Introduction
Most ML tutorials end at model accuracy. Production ML engineering starts there. This post covers the full lifecycle — training, evaluation, serialisation, and serving — based on the Inventory Forecasting System I built using XGBoost.
The Problem
Given 18 months of historical sales data for a small business (product, date, quantity, price, promotions), predict demand for the next 30 days per SKU.
Feature Engineering
Raw timestamps are useless to tree models. Extract temporal features:
def engineer_features(df: pd.DataFrame) -> pd.DataFrame:
df = df.copy()
df['date'] = pd.to_datetime(df['date'])
df['day_of_week'] = df['date'].dt.dayofweek
df['month'] = df['date'].dt.month
df['week_of_year'] = df['date'].dt.isocalendar().week.astype(int)
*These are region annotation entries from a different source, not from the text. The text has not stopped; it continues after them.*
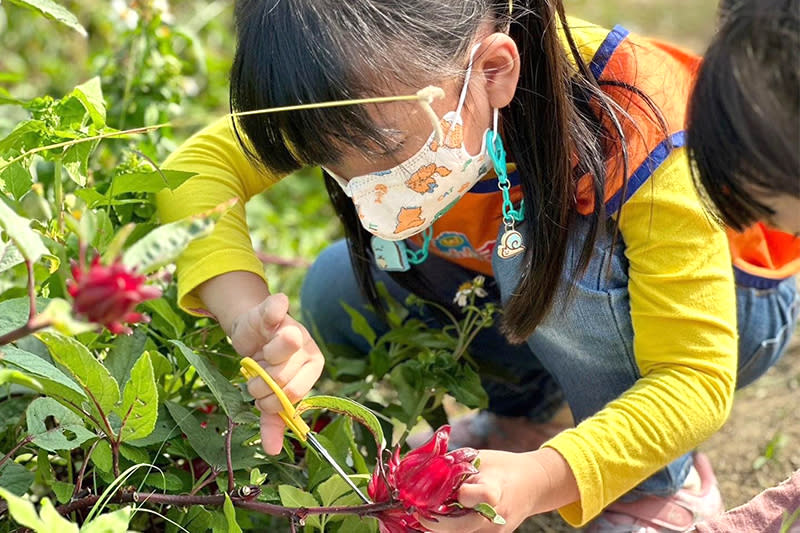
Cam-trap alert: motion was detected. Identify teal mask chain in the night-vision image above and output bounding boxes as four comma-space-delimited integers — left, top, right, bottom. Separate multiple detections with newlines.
486, 127, 525, 259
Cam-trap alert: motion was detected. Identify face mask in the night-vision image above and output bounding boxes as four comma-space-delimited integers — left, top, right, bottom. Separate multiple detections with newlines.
326, 45, 497, 241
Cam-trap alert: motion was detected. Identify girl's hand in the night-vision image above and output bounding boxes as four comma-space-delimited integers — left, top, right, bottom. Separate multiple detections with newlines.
418, 448, 578, 533
230, 294, 325, 455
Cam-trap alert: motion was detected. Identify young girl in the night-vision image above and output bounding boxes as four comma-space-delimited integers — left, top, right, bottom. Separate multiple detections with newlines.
160, 0, 795, 532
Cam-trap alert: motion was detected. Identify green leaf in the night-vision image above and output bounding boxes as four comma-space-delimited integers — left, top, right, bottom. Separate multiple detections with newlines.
0, 197, 50, 262
170, 340, 250, 418
472, 503, 506, 526
51, 481, 75, 505
339, 515, 378, 533
61, 141, 100, 187
0, 161, 33, 200
108, 170, 195, 196
278, 485, 320, 528
0, 368, 42, 391
122, 198, 236, 274
222, 492, 242, 533
0, 461, 36, 496
0, 242, 25, 274
26, 397, 97, 452
115, 352, 158, 441
164, 402, 226, 469
0, 345, 88, 406
103, 329, 147, 383
71, 76, 106, 128
80, 507, 133, 533
8, 0, 87, 37
36, 331, 119, 416
342, 302, 377, 347
39, 298, 97, 335
142, 298, 186, 338
297, 396, 386, 450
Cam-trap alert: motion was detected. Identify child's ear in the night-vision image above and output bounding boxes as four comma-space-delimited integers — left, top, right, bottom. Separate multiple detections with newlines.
473, 33, 520, 109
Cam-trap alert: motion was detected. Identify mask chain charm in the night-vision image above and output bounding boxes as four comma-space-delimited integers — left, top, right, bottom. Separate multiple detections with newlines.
486, 122, 525, 259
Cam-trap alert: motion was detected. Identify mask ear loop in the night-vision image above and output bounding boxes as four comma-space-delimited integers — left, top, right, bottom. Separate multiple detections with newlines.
456, 43, 481, 118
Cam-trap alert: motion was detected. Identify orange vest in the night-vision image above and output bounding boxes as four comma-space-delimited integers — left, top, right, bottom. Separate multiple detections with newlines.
411, 22, 800, 288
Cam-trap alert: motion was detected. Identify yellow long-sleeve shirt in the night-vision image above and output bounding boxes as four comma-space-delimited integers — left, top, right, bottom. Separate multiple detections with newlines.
158, 21, 737, 525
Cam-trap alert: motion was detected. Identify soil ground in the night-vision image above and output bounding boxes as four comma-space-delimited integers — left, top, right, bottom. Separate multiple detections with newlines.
519, 331, 800, 533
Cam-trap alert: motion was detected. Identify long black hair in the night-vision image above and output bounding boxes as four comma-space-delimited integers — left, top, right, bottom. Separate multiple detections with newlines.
231, 0, 628, 342
689, 0, 800, 230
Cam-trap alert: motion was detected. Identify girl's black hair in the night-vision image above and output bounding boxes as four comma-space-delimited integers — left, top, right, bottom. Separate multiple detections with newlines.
688, 0, 800, 230
231, 0, 660, 342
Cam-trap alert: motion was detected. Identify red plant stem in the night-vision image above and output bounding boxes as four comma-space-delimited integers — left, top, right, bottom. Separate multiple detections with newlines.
50, 490, 403, 520
72, 439, 100, 498
225, 417, 236, 492
0, 435, 34, 466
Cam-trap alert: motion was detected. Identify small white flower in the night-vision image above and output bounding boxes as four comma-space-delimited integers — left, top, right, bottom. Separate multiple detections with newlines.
453, 276, 489, 307
111, 0, 139, 30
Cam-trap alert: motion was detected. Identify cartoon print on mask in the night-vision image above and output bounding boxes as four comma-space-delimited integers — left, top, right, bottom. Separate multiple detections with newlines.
406, 163, 452, 194
430, 120, 464, 152
394, 207, 425, 235
375, 183, 389, 204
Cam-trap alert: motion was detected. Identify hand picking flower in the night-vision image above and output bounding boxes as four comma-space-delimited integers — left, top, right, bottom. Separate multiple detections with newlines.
367, 426, 500, 533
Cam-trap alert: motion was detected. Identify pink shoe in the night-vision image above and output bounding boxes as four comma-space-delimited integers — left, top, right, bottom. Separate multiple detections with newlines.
586, 453, 725, 533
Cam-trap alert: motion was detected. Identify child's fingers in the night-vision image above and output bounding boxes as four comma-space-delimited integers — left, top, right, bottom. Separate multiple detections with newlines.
261, 412, 286, 455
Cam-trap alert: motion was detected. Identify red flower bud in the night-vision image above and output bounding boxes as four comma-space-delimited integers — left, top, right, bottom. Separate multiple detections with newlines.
67, 257, 161, 335
367, 426, 478, 533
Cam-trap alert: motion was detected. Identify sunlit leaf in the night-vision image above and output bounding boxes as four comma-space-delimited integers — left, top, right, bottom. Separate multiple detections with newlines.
6, 0, 87, 37
0, 200, 50, 262
36, 331, 119, 416
116, 352, 158, 441
26, 398, 97, 452
122, 198, 236, 274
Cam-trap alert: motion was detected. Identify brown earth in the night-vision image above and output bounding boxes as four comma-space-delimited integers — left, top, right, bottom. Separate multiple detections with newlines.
519, 332, 800, 533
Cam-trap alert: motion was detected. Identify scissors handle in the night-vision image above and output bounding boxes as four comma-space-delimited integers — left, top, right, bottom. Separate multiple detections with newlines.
241, 357, 311, 442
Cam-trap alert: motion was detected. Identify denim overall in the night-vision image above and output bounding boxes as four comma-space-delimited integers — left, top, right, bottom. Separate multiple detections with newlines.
302, 211, 800, 496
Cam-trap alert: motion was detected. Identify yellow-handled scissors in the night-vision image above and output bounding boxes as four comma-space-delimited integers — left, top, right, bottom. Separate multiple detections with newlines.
241, 357, 372, 503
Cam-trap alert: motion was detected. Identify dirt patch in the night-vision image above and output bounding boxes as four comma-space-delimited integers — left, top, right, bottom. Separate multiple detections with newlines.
519, 326, 800, 533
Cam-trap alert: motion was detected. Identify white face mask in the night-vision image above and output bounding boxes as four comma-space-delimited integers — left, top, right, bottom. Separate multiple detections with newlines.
326, 45, 497, 241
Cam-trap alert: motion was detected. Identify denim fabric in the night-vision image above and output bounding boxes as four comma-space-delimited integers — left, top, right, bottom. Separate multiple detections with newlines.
302, 218, 800, 495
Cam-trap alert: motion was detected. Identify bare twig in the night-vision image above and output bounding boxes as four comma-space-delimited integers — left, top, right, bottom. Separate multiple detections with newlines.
225, 416, 236, 492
df['is_month_end'] = df['date'].dt.is_month_end.astype(int)
df['lag_7'] = df.groupby('sku_id')['quantity'].shift(7)
df['lag_28'] = df.groupby('sku_id')['quantity'].shift(28)
df['rolling_mean_7'] = (
df.groupby('sku_id')['quantity']
.transform(lambda x: x.shift(1).rolling(7).mean())
)
return df.dropna()
Training with Early Stopping
import xgboost as xgb
from sklearn.model_selection import TimeSeriesSplit
tscv = TimeSeriesSplit(n_splits=5)
params = {
'objective': 'reg:squarederror',
'max_depth': 6,
'learning_rate': 0.05,
'n_estimators': 1000,
'subsample': 0.8,
'colsample_bytree': 0.8,
'early_stopping_rounds': 50,
}
model = xgb.XGBRegressor(**params)
model.fit(
X_train, y_train,
eval_set=[(X_val, y_val)],
verbose=100,
)
Time series splits are critical — never use random train/test split on temporal data, you'll leak future information into training.
Evaluation
from sklearn.metrics import mean_absolute_error, mean_absolute_percentage_error
y_pred = model.predict(X_test)
mae = mean_absolute_error(y_test, y_pred)
mape = mean_absolute_percentage_error(y_test, y_pred) * 100
print(f"MAE: {mae:.1f} units")
print(f"MAPE: {mape:.1f}%")
# MAE: 12.3 units
# MAPE: 8.7%
Serialisation
import joblib
# Save model + feature list together — prevents feature mismatch bugs
artifact = {
'model': model,
'features': list(X_train.columns),
'trained_at': datetime.utcnow().isoformat(),
}
joblib.dump(artifact, 'models/demand_forecast_v2.pkl')
Django REST Endpoint
# views.py
import joblib
import pandas as pd
from rest_framework.views import APIView
from rest_framework.response import Response
artifact = joblib.load('models/demand_forecast_v2.pkl')
model = artifact['model']
feature_cols = artifact['features']
class ForecastView(APIView):
def post(self, request):
data = request.data.get('data', [])
df = pd.DataFrame(data)
df = engineer_features(df)
X = df[feature_cols]
predictions = model.predict(X).tolist()
return Response({'forecast': predictions, 'unit': 'quantity'})
Gotchas in Production
- Feature drift — retrain monthly; monitor MAE on a holdout set
- Cold start for new SKUs — fall back to category average
- Negative predictions — clip to 0:
np.clip(predictions, 0, None) - Model versioning — store artifacts in S3 with version tags, never overwrite
- Latency — XGBoost predict on 100 rows takes ~5ms; for batch jobs, vectorise, don't loop
Results
The system reduced stock-outs by 34% and excess inventory holding costs by 22% for a 3-location business — purely from better demand signal, no change to ordering processes.